In this notebook we have hand-adjusted the params of best performing ML model (Neural network implemenation `MLPRegressor`) selected from multiple models in notebook `02. Training ML models` to get even better performing one.


In [7]:
#loading dataset
import numpy as np

input_and_output = np.load("../final/dataset.npz")
inputs  = input_and_output["inputs"].astype(np.float64)
inputs  = input_and_output["inputs"].astype(np.float64)
outputs = input_and_output["outputs"].astype(np.float64)
dataset_size = inputs.shape[0]

# transforming time profiles to its orders of magnitude

LOWER_LIMIT = -9

def output_transform(outputs: np.array) -> np.array:
    x = np.copy(outputs)
    zeros_in_output = x <= 0
    x[zeros_in_output] = 1
    y = np.log10(x)
    y[zeros_in_output] = LOWER_LIMIT
    y[y < LOWER_LIMIT] = LOWER_LIMIT
    return y
    
def output_untransform(transformed_outputs: np.array) -> np.array:
    lower_limits = transformed_outputs <= LOWER_LIMIT
    z = 10 ** transformed_outputs
    z[lower_limits] = 0
    return z

outputs_order_of_magnitude = output_transform(outputs)


# dropping treatment column in input

def drop_treatment(input_data: np.ndarray) -> np.ndarray:
    """Drops treatment data from the dataset"""
    if input_data.shape[1] == 11:
        return input_data[:, 1:]

    return input_data

input_without_treatment = drop_treatment(inputs)
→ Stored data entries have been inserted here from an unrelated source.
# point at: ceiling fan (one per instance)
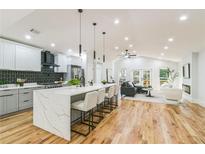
(127, 54)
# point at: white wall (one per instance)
(86, 61)
(144, 63)
(201, 77)
(193, 80)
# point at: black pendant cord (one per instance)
(80, 45)
(94, 51)
(103, 46)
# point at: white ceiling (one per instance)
(148, 30)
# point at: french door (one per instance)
(142, 77)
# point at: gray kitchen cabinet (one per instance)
(25, 98)
(12, 100)
(2, 106)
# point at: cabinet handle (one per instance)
(26, 93)
(7, 95)
(6, 90)
(26, 100)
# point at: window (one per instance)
(142, 77)
(164, 75)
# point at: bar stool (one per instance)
(108, 97)
(117, 88)
(86, 106)
(101, 99)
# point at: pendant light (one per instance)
(94, 52)
(80, 45)
(103, 46)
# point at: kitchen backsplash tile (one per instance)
(39, 77)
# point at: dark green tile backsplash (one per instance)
(39, 77)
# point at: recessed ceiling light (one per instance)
(28, 37)
(126, 38)
(166, 47)
(116, 48)
(53, 44)
(170, 39)
(183, 18)
(117, 21)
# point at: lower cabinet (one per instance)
(11, 103)
(16, 100)
(25, 99)
(2, 106)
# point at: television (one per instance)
(186, 71)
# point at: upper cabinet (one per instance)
(62, 61)
(16, 56)
(28, 58)
(1, 54)
(8, 54)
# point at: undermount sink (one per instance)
(3, 86)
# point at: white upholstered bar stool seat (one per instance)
(86, 105)
(117, 88)
(109, 95)
(89, 103)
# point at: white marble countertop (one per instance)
(70, 91)
(26, 85)
(52, 108)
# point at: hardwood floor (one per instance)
(132, 122)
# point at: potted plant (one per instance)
(74, 82)
(20, 82)
(103, 81)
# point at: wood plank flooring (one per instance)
(132, 122)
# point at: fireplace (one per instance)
(186, 88)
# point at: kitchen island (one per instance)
(52, 108)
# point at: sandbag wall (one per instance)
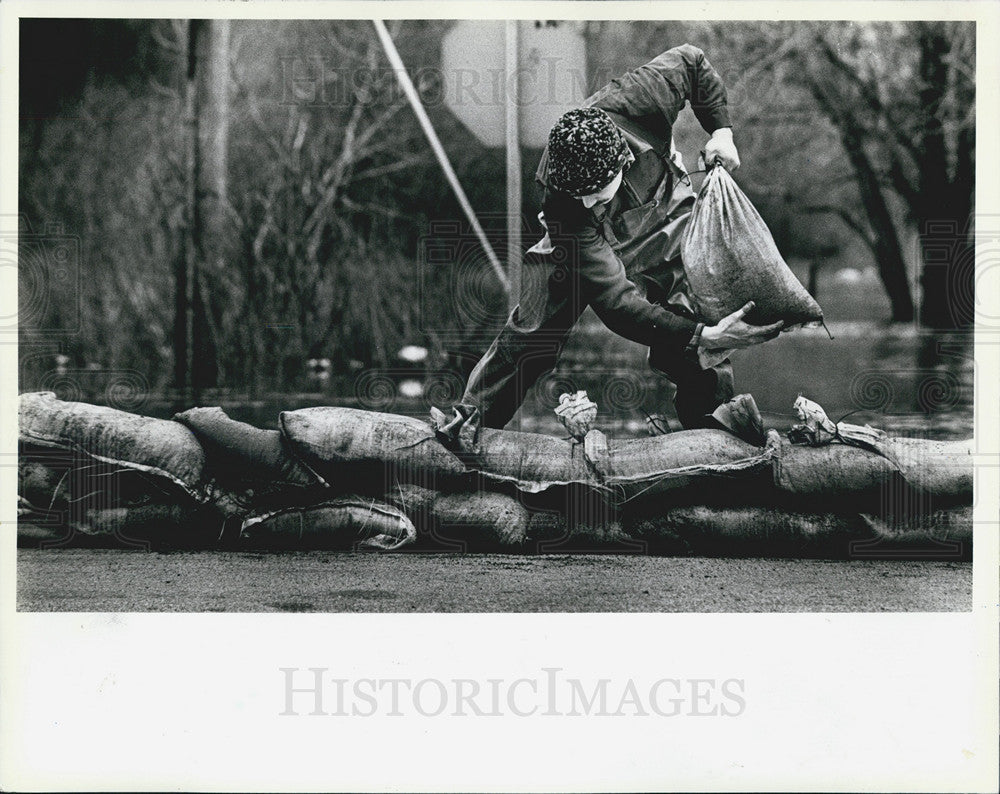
(341, 478)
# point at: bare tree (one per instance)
(902, 98)
(206, 105)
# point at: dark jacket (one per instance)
(610, 240)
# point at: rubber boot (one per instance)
(741, 418)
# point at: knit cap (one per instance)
(586, 151)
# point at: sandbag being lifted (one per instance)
(730, 259)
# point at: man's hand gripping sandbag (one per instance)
(731, 260)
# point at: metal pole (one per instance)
(411, 94)
(513, 100)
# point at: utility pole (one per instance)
(512, 100)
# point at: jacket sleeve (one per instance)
(658, 91)
(618, 301)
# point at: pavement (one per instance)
(89, 580)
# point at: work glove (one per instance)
(720, 148)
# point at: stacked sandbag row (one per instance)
(343, 478)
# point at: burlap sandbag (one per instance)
(160, 525)
(730, 258)
(938, 468)
(342, 523)
(244, 453)
(157, 447)
(339, 442)
(775, 532)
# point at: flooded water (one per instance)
(901, 379)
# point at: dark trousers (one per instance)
(536, 331)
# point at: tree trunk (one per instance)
(196, 339)
(885, 241)
(944, 211)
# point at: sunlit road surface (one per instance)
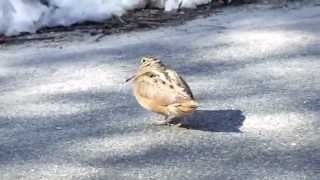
(66, 113)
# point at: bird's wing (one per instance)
(182, 85)
(152, 86)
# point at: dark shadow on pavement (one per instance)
(215, 120)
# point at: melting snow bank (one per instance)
(18, 16)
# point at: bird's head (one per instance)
(148, 61)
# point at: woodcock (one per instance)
(162, 90)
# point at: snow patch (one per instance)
(18, 16)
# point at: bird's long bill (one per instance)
(129, 79)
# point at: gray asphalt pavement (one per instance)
(65, 112)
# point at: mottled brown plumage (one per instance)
(162, 90)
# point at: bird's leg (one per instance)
(169, 119)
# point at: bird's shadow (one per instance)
(215, 120)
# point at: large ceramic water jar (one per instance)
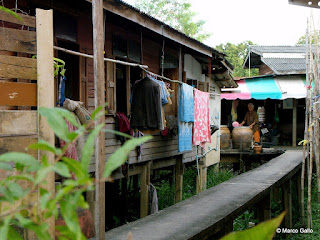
(224, 137)
(242, 138)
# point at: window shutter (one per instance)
(83, 79)
(111, 88)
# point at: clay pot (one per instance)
(242, 138)
(225, 137)
(257, 149)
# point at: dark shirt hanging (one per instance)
(146, 105)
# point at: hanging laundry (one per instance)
(72, 149)
(186, 103)
(62, 87)
(139, 134)
(146, 105)
(184, 137)
(164, 92)
(122, 125)
(186, 117)
(201, 127)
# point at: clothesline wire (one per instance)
(143, 67)
(168, 79)
(105, 59)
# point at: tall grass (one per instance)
(166, 188)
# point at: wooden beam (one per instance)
(18, 122)
(45, 91)
(99, 94)
(18, 67)
(18, 40)
(18, 94)
(294, 123)
(287, 200)
(144, 190)
(29, 21)
(143, 20)
(18, 144)
(179, 179)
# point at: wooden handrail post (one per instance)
(99, 100)
(44, 24)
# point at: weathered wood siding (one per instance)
(265, 70)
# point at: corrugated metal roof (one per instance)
(281, 59)
(278, 49)
(286, 65)
(162, 23)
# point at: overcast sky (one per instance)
(264, 22)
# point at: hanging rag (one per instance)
(201, 127)
(186, 117)
(146, 105)
(186, 103)
(139, 134)
(72, 150)
(62, 89)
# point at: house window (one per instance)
(119, 46)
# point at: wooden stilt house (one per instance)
(132, 37)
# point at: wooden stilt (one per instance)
(99, 100)
(202, 180)
(263, 209)
(179, 179)
(294, 123)
(144, 190)
(275, 195)
(287, 199)
(45, 74)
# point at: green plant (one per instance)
(17, 205)
(263, 231)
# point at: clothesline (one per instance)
(105, 59)
(143, 67)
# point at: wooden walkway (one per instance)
(203, 215)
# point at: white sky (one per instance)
(264, 22)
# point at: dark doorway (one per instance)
(72, 70)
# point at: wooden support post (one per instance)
(228, 227)
(99, 100)
(287, 199)
(263, 209)
(180, 65)
(90, 195)
(298, 182)
(294, 123)
(44, 24)
(216, 167)
(209, 74)
(202, 180)
(275, 195)
(179, 179)
(144, 189)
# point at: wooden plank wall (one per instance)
(18, 87)
(159, 147)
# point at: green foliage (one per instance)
(262, 231)
(236, 55)
(176, 13)
(18, 205)
(242, 222)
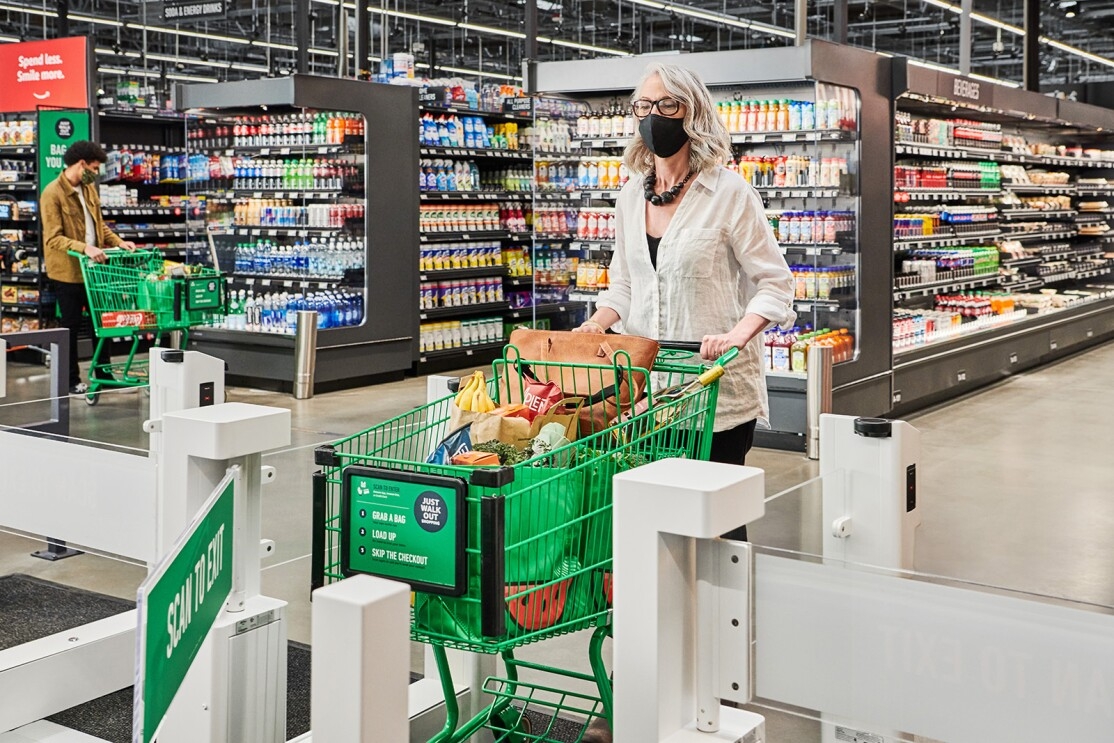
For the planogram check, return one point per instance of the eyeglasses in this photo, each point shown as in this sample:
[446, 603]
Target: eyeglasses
[665, 107]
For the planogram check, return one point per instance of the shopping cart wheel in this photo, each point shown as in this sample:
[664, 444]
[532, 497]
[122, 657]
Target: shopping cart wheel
[511, 725]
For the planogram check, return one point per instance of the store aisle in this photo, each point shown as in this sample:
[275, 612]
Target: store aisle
[1015, 485]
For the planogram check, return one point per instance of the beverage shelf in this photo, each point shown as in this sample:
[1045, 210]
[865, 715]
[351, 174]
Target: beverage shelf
[469, 111]
[475, 196]
[284, 281]
[799, 192]
[1039, 188]
[463, 273]
[818, 305]
[811, 248]
[922, 243]
[802, 135]
[250, 231]
[545, 309]
[477, 152]
[945, 286]
[1027, 236]
[301, 195]
[463, 352]
[601, 143]
[592, 245]
[1041, 214]
[437, 237]
[463, 311]
[284, 149]
[904, 195]
[995, 155]
[26, 277]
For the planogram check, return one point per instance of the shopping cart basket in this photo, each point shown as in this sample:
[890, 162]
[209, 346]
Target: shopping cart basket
[132, 294]
[501, 557]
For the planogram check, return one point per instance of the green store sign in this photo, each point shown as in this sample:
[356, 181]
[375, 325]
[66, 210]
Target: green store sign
[178, 604]
[58, 129]
[404, 526]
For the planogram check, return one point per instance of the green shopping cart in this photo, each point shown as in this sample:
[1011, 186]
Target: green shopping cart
[499, 557]
[132, 294]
#splitting data into train, test, validate datasets 
train_size = int(dataset_size * 0.7)
test_size = int(dataset_size * 0.15)

X_train = input_without_treatment[:train_size, :]
Y_train = outputs_order_of_magnitude[:train_size, :]
print(f"train sizes: {X_train.shape}, {Y_train.shape}")
X_test = input_without_treatment[train_size:(train_size + test_size), :]
Y_test = outputs_order_of_magnitude[train_size:(train_size + test_size), :]
print(f"test sizes: {X_test.shape}, {Y_test.shape}")


# scaling inputs

import pickle
from pathlib import Path

LOGNORMAL_PARAMETERS = (1, 2)

class CustomScaler:
    def __init__(self):
        super().__init__()
        self.scaler = MinMaxScaler()
        self.plot_loval = [0.0] * len(LOGNORMAL_PARAMETERS)
        self.plot_hival = [1.0] * len(LOGNORMAL_PARAMETERS)

    def transform(self, x: np.ndarray, copy=None) -> np.ndarray:
        res = self.scaler.transform(x)
        for i, parameter_index in enumerate(LOGNORMAL_PARAMETERS):
            res[:, parameter_index] = (x[:, parameter_index] - self.plot_loval[i]) / (self.plot_hival[i] - self.plot_loval[i])

        return res

    def fit(self, x, copy=None):
        self.scaler.fit(x)
        for i, parameter_index in enumerate(LOGNORMAL_PARAMETERS):
            column_values = x[:, parameter_index]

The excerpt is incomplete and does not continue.